New research from Uppsala University shows that even low concentrations of antibiotics can lead to the development of high antibiotic resistance in bacteria.

2018-04-24

Antibiotics resistant antibiotics are a global and growing problem in health care. In order to avoid further resistance development, it is important to understand where and how antibiotic resistance in bacteria occurs.

In the current study, published in Nature Communications, the researchers have investigated how exposure of low levels of antibiotics for a long time contributes to the development of antibiotic resistance in bacteria. During an antibiotic treatment, a large proportion of the antibiotic dose will be excreted through the urine in unchanged and active form, and through the sewage can then spread to watercourses, lakes and fields. As a consequence, these environments may contain low levels of antibiotics. In some parts of the world, large amounts of antibiotics are used in meat production and fish farms, where small doses of antibiotics are added to the animal feed to make the animals grow faster. This causes bacteria in their intestines to be exposed to low levels of antibiotics for a long time, and these bacteria can then infect people via, for example, food.

In the article, researchers show that even low concentrations of antibiotics play a major part in the development of resistance. The study showed that bacteria exposed to low doses of antibiotics over time developed resistance to antibiotic levels that were more than a thousand times higher than the initial level to which they were exposed. It was also found that mutations in the bacteria DNA that cause resistance are of a different type than if they were exposed to high doses. During the course of the experiment, the bacteria eventually accumulated several mutations, each of which gave a low resistance, but together gave a very high resistance. In addition, mutations occurred mainly in genes previously not considered as typical resistance genes, suggesting that the number of genes that can contribute to resistance development is heavily underestimated.

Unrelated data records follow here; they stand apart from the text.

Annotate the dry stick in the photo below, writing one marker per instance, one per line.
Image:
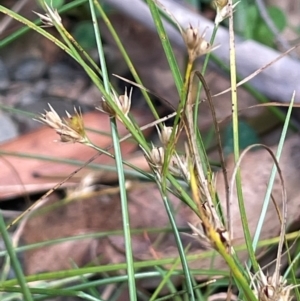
(255, 73)
(80, 168)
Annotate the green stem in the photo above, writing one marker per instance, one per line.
(14, 260)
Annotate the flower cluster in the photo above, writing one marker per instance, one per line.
(70, 129)
(223, 10)
(195, 43)
(269, 288)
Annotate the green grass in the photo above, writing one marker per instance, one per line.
(169, 170)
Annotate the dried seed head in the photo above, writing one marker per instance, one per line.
(223, 10)
(71, 129)
(125, 102)
(196, 44)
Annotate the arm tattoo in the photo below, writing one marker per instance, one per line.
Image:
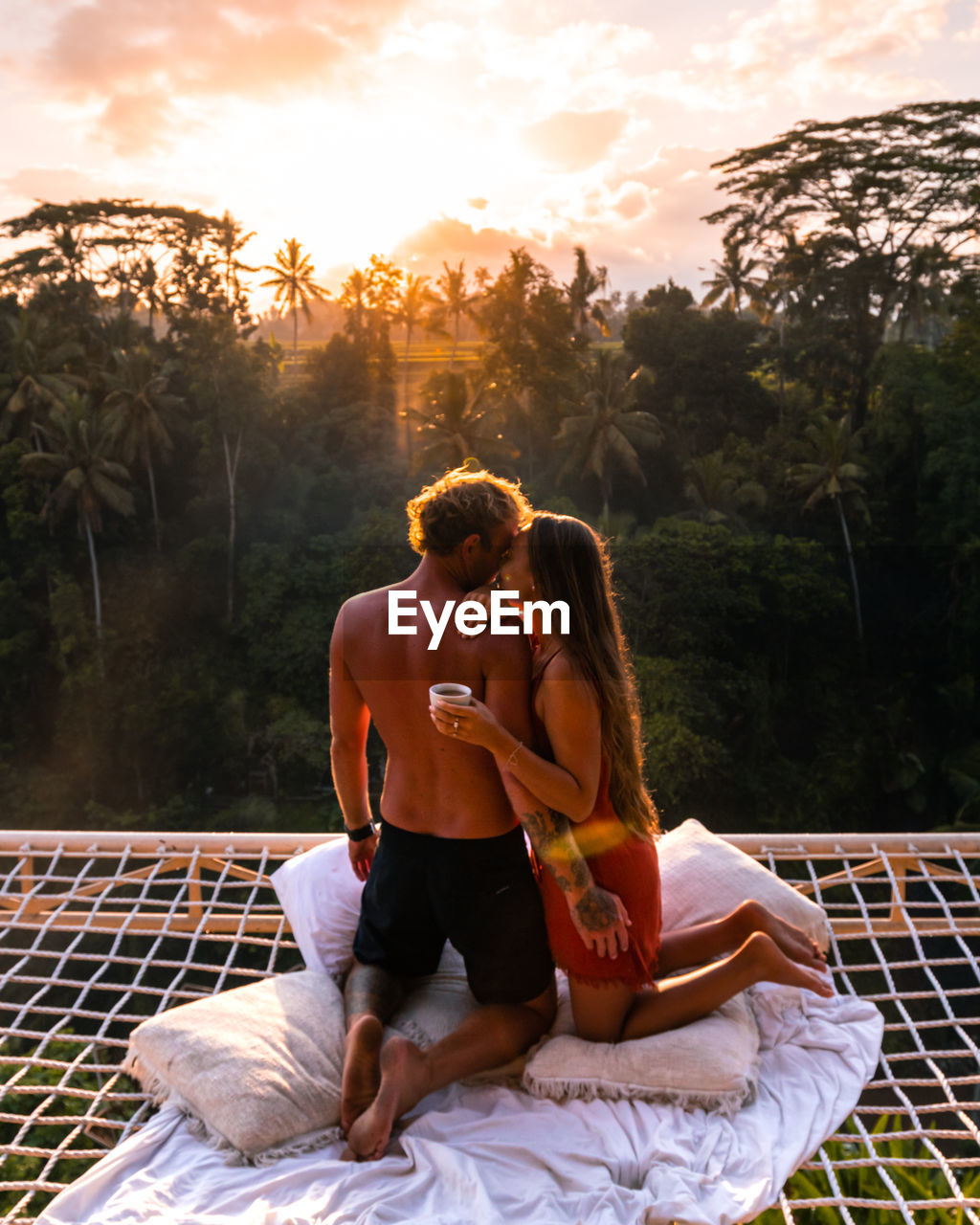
(595, 910)
(550, 835)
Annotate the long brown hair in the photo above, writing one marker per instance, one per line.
(568, 561)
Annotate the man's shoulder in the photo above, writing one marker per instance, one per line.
(506, 650)
(368, 603)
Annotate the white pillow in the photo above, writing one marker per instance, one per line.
(320, 897)
(712, 1063)
(256, 1068)
(703, 878)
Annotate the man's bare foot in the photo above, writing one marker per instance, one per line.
(775, 967)
(362, 1076)
(405, 1079)
(792, 941)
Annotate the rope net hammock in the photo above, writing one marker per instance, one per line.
(100, 931)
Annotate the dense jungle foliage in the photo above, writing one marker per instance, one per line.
(787, 459)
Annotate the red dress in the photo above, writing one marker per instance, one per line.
(624, 864)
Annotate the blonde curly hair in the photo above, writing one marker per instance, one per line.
(463, 502)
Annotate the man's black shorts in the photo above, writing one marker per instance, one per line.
(479, 893)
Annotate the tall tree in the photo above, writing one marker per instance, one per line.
(456, 301)
(875, 190)
(293, 280)
(733, 280)
(370, 301)
(456, 423)
(582, 289)
(835, 473)
(88, 479)
(141, 414)
(414, 304)
(612, 432)
(37, 377)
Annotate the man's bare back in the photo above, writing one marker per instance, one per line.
(432, 786)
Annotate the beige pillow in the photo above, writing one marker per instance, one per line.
(257, 1068)
(703, 878)
(712, 1063)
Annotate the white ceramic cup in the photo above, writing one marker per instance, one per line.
(449, 694)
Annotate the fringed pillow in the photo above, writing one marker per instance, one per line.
(256, 1068)
(711, 1064)
(320, 897)
(703, 878)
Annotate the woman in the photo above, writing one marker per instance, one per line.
(587, 764)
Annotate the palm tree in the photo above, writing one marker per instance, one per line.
(718, 490)
(924, 296)
(293, 282)
(455, 424)
(413, 304)
(231, 240)
(733, 280)
(87, 478)
(37, 380)
(835, 473)
(140, 414)
(456, 301)
(586, 283)
(611, 433)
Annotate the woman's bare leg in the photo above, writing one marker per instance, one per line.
(703, 942)
(616, 1013)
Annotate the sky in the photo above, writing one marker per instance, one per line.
(450, 130)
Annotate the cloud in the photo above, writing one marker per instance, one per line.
(813, 49)
(574, 140)
(140, 60)
(51, 183)
(643, 222)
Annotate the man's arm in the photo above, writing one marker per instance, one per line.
(598, 915)
(349, 721)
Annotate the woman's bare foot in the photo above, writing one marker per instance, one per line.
(362, 1075)
(792, 941)
(774, 966)
(405, 1079)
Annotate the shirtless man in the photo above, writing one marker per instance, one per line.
(451, 861)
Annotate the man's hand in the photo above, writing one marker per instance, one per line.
(602, 922)
(362, 854)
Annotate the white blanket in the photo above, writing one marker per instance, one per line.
(491, 1155)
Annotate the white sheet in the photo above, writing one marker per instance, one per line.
(490, 1155)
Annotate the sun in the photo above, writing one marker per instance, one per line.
(345, 179)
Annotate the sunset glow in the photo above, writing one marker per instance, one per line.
(450, 131)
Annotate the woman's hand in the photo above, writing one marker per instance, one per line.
(475, 724)
(602, 922)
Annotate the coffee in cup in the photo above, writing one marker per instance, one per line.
(450, 694)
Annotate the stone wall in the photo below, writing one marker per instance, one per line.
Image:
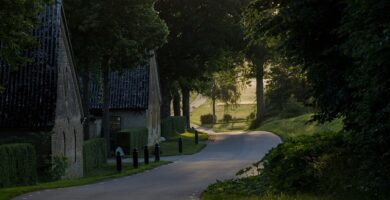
(67, 139)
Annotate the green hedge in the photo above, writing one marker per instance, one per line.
(132, 138)
(95, 154)
(173, 125)
(18, 165)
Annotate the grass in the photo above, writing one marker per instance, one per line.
(239, 114)
(171, 148)
(295, 126)
(106, 172)
(265, 197)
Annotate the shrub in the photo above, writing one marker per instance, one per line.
(208, 119)
(18, 165)
(227, 118)
(132, 138)
(172, 126)
(95, 154)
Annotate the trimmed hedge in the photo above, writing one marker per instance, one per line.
(173, 125)
(95, 154)
(18, 165)
(132, 138)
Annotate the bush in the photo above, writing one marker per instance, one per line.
(302, 164)
(227, 118)
(18, 165)
(95, 154)
(208, 119)
(172, 126)
(132, 138)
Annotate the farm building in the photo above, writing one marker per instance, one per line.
(42, 97)
(135, 101)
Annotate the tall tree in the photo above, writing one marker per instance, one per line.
(120, 35)
(201, 30)
(17, 21)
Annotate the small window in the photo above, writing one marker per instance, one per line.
(75, 145)
(64, 135)
(115, 124)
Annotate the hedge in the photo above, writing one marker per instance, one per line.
(132, 138)
(95, 154)
(173, 125)
(18, 165)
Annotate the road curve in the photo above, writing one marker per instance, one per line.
(184, 179)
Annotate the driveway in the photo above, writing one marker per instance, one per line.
(184, 179)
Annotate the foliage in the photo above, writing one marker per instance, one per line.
(104, 173)
(18, 165)
(94, 154)
(208, 119)
(343, 47)
(59, 164)
(297, 126)
(17, 21)
(130, 139)
(172, 126)
(170, 146)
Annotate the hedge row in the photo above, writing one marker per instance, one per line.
(173, 125)
(18, 165)
(95, 154)
(132, 138)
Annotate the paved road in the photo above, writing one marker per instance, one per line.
(184, 179)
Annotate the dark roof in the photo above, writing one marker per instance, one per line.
(129, 90)
(31, 92)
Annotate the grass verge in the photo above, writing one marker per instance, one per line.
(265, 197)
(171, 147)
(106, 172)
(296, 126)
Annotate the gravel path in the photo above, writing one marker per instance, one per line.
(184, 179)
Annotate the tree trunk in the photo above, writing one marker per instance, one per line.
(106, 105)
(176, 103)
(86, 80)
(213, 99)
(259, 89)
(186, 105)
(166, 102)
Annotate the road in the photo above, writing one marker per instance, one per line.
(184, 179)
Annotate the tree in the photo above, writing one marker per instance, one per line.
(120, 34)
(201, 31)
(17, 21)
(343, 47)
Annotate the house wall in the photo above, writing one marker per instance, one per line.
(67, 139)
(153, 112)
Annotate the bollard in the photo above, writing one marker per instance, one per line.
(196, 137)
(135, 158)
(180, 145)
(157, 153)
(146, 155)
(118, 162)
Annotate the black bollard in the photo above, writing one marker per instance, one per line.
(135, 158)
(118, 162)
(180, 145)
(146, 155)
(157, 153)
(196, 137)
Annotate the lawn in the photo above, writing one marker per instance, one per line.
(170, 147)
(266, 197)
(299, 125)
(239, 114)
(106, 172)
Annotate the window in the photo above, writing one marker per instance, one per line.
(64, 135)
(75, 145)
(115, 123)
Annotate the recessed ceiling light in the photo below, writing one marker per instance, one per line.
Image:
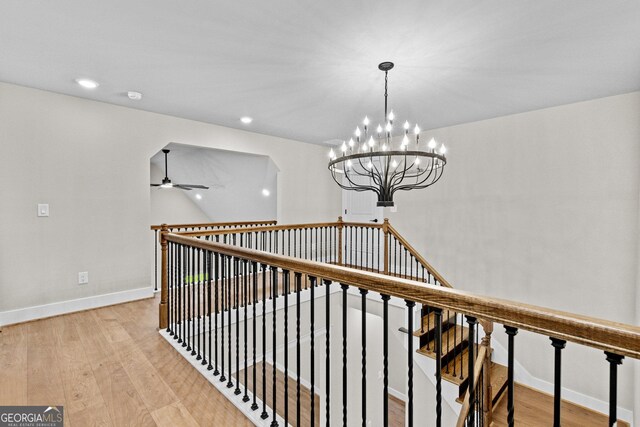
(134, 96)
(87, 83)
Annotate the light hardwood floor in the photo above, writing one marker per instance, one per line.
(108, 367)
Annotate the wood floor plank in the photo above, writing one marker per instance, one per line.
(84, 404)
(173, 415)
(13, 365)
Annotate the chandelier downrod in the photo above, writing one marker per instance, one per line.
(381, 164)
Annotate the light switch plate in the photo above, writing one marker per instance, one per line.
(83, 277)
(43, 209)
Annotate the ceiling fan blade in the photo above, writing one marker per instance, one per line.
(193, 186)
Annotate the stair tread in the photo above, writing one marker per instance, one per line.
(450, 338)
(461, 367)
(429, 322)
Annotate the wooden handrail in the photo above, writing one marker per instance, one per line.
(419, 257)
(215, 224)
(276, 228)
(466, 405)
(605, 335)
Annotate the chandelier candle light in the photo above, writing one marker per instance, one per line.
(379, 162)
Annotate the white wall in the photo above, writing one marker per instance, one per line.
(90, 162)
(541, 207)
(172, 205)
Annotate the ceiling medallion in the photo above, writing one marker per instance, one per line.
(383, 163)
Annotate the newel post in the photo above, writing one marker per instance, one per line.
(340, 228)
(486, 372)
(385, 231)
(164, 290)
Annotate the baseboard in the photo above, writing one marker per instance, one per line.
(63, 307)
(523, 376)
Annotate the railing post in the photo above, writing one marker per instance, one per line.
(340, 228)
(385, 231)
(486, 372)
(162, 309)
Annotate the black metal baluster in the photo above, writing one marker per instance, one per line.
(245, 277)
(385, 359)
(155, 258)
(327, 285)
(558, 345)
(363, 293)
(614, 360)
(410, 306)
(223, 304)
(236, 284)
(298, 278)
(189, 271)
(344, 353)
(197, 287)
(169, 286)
(511, 332)
(264, 415)
(285, 276)
(274, 279)
(254, 277)
(471, 321)
(312, 361)
(438, 324)
(216, 310)
(230, 298)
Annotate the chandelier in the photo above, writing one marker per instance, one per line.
(383, 163)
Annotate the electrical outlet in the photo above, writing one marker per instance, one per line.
(83, 277)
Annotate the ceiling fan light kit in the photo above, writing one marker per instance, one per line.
(166, 182)
(377, 162)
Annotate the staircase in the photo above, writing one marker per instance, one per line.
(455, 353)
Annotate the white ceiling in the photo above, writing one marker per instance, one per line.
(308, 70)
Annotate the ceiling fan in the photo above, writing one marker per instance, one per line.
(166, 182)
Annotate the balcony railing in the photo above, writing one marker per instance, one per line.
(229, 299)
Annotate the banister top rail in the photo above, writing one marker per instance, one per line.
(419, 257)
(605, 335)
(216, 224)
(276, 228)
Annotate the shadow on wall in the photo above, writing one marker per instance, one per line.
(242, 187)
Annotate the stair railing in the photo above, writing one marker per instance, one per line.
(193, 227)
(206, 282)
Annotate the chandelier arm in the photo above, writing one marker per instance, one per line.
(357, 187)
(421, 185)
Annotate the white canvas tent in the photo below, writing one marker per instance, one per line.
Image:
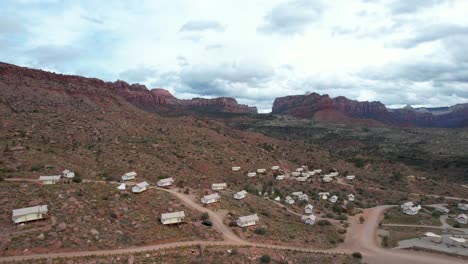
(29, 214)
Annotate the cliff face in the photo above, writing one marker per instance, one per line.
(160, 100)
(314, 105)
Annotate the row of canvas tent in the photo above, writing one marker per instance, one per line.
(54, 179)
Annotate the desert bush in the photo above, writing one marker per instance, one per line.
(323, 222)
(265, 259)
(205, 216)
(260, 231)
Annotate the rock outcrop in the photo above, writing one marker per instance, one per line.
(313, 105)
(162, 101)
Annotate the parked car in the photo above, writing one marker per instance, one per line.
(207, 223)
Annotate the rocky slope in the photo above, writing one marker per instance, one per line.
(51, 121)
(162, 101)
(341, 109)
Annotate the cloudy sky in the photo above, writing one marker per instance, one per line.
(395, 51)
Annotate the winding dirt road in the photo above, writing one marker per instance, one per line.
(359, 238)
(363, 238)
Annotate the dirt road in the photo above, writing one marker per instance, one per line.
(359, 238)
(215, 217)
(363, 238)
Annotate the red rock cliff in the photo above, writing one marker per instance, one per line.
(160, 100)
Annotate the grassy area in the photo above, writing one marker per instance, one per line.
(211, 255)
(424, 217)
(396, 234)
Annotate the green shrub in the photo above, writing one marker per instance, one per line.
(77, 178)
(323, 222)
(260, 231)
(205, 216)
(265, 259)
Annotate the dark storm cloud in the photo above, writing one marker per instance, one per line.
(54, 56)
(412, 6)
(214, 46)
(201, 25)
(433, 33)
(138, 75)
(291, 17)
(92, 19)
(222, 80)
(10, 25)
(417, 71)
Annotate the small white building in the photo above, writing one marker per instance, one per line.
(289, 200)
(414, 210)
(129, 176)
(301, 179)
(433, 237)
(240, 195)
(29, 214)
(68, 174)
(309, 219)
(295, 174)
(218, 186)
(210, 198)
(326, 179)
(303, 197)
(165, 182)
(456, 241)
(280, 177)
(296, 194)
(248, 220)
(462, 219)
(406, 205)
(308, 209)
(46, 180)
(140, 187)
(324, 195)
(251, 174)
(463, 206)
(172, 218)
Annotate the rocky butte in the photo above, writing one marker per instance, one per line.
(342, 109)
(162, 101)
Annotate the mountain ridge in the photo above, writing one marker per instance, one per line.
(312, 104)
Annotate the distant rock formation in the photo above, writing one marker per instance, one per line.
(161, 100)
(341, 109)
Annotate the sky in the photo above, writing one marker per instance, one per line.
(399, 52)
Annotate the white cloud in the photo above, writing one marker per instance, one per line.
(395, 52)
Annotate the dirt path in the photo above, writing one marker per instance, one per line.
(359, 238)
(300, 215)
(363, 238)
(216, 218)
(461, 230)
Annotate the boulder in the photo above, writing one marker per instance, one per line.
(61, 227)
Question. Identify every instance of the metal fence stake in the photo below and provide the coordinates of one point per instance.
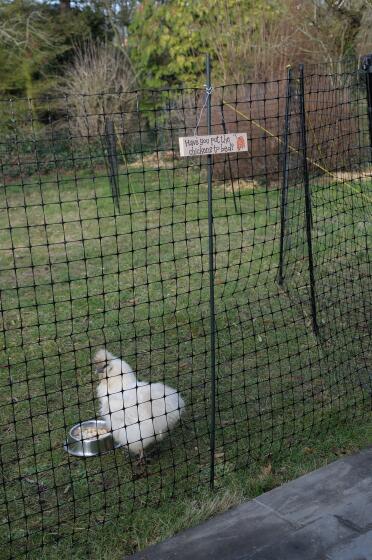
(211, 282)
(284, 192)
(367, 67)
(308, 209)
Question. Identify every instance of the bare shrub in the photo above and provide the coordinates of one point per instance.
(97, 85)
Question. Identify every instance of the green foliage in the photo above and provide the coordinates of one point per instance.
(167, 43)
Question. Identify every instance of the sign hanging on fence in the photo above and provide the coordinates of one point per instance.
(213, 144)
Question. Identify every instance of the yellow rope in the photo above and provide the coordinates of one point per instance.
(324, 169)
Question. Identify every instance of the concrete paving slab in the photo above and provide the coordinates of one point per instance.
(324, 515)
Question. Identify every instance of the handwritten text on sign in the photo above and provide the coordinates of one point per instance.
(213, 144)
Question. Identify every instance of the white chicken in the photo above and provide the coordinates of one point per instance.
(138, 413)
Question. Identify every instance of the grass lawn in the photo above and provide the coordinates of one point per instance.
(77, 275)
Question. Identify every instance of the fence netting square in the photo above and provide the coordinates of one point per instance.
(104, 245)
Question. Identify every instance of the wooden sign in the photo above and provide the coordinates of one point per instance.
(191, 146)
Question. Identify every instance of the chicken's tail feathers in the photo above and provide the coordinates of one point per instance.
(102, 358)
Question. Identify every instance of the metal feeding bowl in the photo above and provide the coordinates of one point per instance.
(89, 438)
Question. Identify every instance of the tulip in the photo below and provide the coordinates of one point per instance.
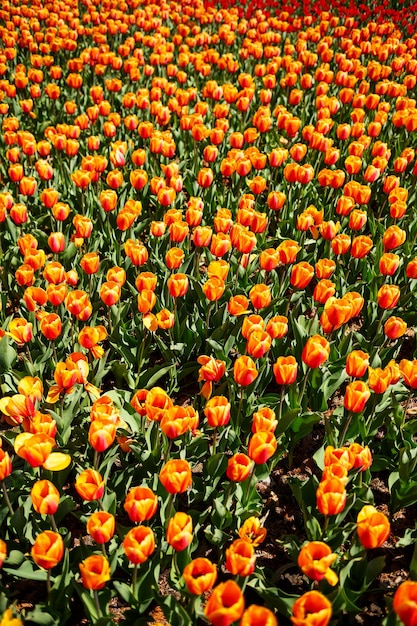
(225, 604)
(139, 544)
(140, 504)
(311, 609)
(357, 363)
(262, 445)
(388, 296)
(252, 531)
(100, 526)
(179, 531)
(90, 485)
(356, 396)
(240, 558)
(315, 560)
(373, 527)
(316, 351)
(200, 575)
(331, 496)
(48, 549)
(176, 476)
(405, 602)
(239, 467)
(408, 370)
(45, 497)
(95, 571)
(244, 371)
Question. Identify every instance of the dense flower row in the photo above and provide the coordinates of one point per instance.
(208, 248)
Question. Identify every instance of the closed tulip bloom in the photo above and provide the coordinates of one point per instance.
(361, 246)
(285, 370)
(262, 445)
(324, 290)
(408, 370)
(35, 449)
(217, 411)
(244, 371)
(316, 351)
(20, 330)
(393, 237)
(331, 496)
(140, 504)
(405, 602)
(258, 344)
(178, 285)
(101, 526)
(5, 465)
(200, 575)
(48, 549)
(357, 363)
(388, 296)
(95, 571)
(90, 485)
(301, 275)
(315, 560)
(356, 396)
(179, 532)
(176, 476)
(311, 609)
(257, 615)
(260, 296)
(139, 544)
(388, 264)
(252, 531)
(239, 467)
(238, 305)
(45, 497)
(373, 527)
(225, 604)
(240, 558)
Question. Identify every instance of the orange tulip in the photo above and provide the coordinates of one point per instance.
(179, 531)
(244, 371)
(373, 527)
(356, 396)
(316, 351)
(95, 571)
(225, 604)
(262, 445)
(331, 496)
(140, 504)
(315, 560)
(139, 544)
(311, 609)
(405, 602)
(45, 497)
(48, 549)
(200, 575)
(239, 467)
(176, 476)
(101, 526)
(90, 485)
(240, 558)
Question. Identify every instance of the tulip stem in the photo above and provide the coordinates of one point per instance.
(97, 603)
(134, 580)
(53, 523)
(6, 498)
(346, 427)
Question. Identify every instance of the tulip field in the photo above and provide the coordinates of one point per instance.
(208, 296)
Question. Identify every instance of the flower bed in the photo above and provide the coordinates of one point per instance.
(208, 278)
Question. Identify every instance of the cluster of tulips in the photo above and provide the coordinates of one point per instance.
(208, 250)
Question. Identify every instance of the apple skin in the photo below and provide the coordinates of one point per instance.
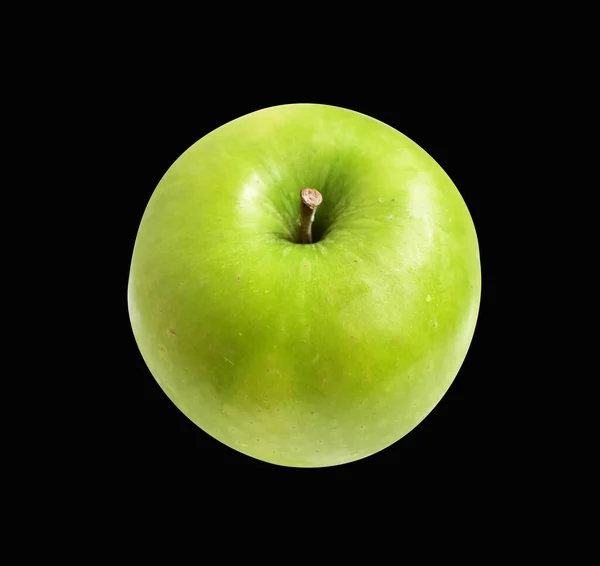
(305, 355)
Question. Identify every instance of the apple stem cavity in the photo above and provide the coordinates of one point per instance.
(311, 199)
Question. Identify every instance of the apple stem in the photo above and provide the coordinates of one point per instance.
(311, 199)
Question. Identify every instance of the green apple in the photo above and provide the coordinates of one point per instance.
(305, 351)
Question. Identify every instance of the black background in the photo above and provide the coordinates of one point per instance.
(462, 436)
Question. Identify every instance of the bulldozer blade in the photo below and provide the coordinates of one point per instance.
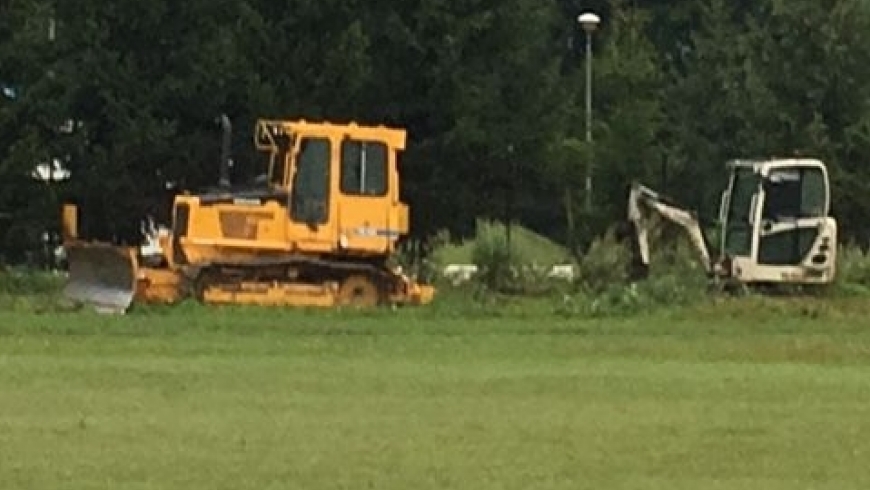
(102, 276)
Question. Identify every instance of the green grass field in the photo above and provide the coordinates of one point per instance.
(749, 393)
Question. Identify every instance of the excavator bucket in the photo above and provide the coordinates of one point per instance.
(102, 276)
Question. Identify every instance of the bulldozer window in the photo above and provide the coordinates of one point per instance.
(279, 168)
(310, 192)
(363, 168)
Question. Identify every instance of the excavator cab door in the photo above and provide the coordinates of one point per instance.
(738, 213)
(309, 201)
(367, 184)
(795, 200)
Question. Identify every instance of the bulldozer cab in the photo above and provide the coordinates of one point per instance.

"The results are interesting because they show that even the very low antibiotic concentrations found in many environments can lead to high levels of resistance and contribute to the problem of resistance," said Professor Dan I Andersson, Head of Study.

The research has been funded by the Swedish Research Council

Article:
Evolution of high-level resistance during low-level antibiotic exposure, Nature Communications, DOI: 10.1038/s41467-018-04059-1.